En önemli göstergelerden biri Gedson’a alan verebilmek. Gedson Fernandes o gün minimum kayıpla top sürebiliyorsa muhtemelen oyun istediğiniz gibi gidiyordur. Çünkü her ne kadar dar alanda da meziyetli bir oyuncu olsa da Gedson'un final aksiyonunu hızlı uygulamak zorunda kalmayacağı, yeterince alan kat edebileceği pozisyonlar cevherini ortaya çıkarıyor. Bunu belki Nisan ayına kadar görmekte zorlanıyorduk ancak o dönemden biu yana, Beşiktaş onun için dribbling koridoru boşaltabilmeye başladığından beri skora da dokunuyor. Topsuz aksiyonda zaten sahanın yerinde.

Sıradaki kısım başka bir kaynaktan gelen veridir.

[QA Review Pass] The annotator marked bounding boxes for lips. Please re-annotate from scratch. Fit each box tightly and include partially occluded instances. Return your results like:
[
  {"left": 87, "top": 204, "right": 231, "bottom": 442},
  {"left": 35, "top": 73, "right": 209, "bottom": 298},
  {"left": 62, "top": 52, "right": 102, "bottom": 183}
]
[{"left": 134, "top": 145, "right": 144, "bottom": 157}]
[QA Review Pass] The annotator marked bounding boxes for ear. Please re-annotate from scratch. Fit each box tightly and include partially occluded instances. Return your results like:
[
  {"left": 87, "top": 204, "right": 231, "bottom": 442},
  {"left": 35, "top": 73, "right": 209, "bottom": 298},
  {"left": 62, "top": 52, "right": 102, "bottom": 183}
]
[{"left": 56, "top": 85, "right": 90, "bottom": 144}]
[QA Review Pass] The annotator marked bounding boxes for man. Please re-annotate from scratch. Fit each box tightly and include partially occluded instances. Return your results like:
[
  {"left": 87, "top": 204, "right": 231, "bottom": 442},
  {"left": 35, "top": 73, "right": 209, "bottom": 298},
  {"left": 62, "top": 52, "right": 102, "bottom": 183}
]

Yeterince duran top kazanabilmek de keza çok önemli. Sosyal medyanın sevdiği tabirle 'inceci' oyuncunun az olduğu bir ortamda kaleye yakınlık sağlayan her olay bir fırsat. Daha kısa özetle, sizi gole taşıyabilecek ve kadronuzla uyumlu aksiyonları ne kadar tekrar ediyorsanız tablo o kadar iyi demektir.
Kendi adıma, Beşiktaş kadrosu için iyi oyun göstergelerinin en başta olduğu gibi acayip bir tempo ya da müthiş bir pres olmadığını yineleyeyim. Oyuncuların yapabildiği şeylerin tekrarlandığı, yapamadıkları şeylerin zorlanmadığı ancak belli aralıklarla rakipleri şaşırtacak ek opsiyonların oluşturulduğu bir yapı yarışacaktır.
Satırları bitirmeden evvel birkaç öngörüde bulunayım, gerçekleşip gerçekleşmediğini sezon sonunda tartarız.
Satılmadığı takdirde Muleka’nın da gol sayısının çift haneyi görmesini ve hatta kendi pozisyonunda en çok süre alan futbolcu olmasını, bir noktada Amir’in daha ofansif bir kimliğe bürünmesini ve şutörlüğünden bahsettirmesini bekliyorum. Rosier’in hücum katkısı bana göre yine şampiyonluk sezonunun hayli gerisinde kalacak, Masuaku’nun da halihazırda yaşadığı sakatlık sorunlarına yenilerinin eklenme riski büyük. Ayrıca bir noktada Amartey’in artık stoper olarak değerlendirilmeyeceğine inanıyorum, zira burada çok da güvenlik sağlamıyor. Onana'nın kötü başlangıcıyla beraber zaman içerisinde Amartey'in orta sahada denenmesi muhtemel.
Son olarak, transfer dönemi bitmeden bir ekleme yapılacaksa, bu hak muhakkak şut gücü yüksek bir isim için kullanılmalı. Yerli ve tek belirgin özelliği şutörlüğü de olabilir. Beşiktaş kadrosunda şutla rakibi açabilecek oyuncu sayısı çok az.
Buraya kadar sabreden, vakit ayıran, kıymet veren herkese teşekkürlerimi sunuyorum. Yeni içeriklerde buluşuncaya dek hoşça kalın.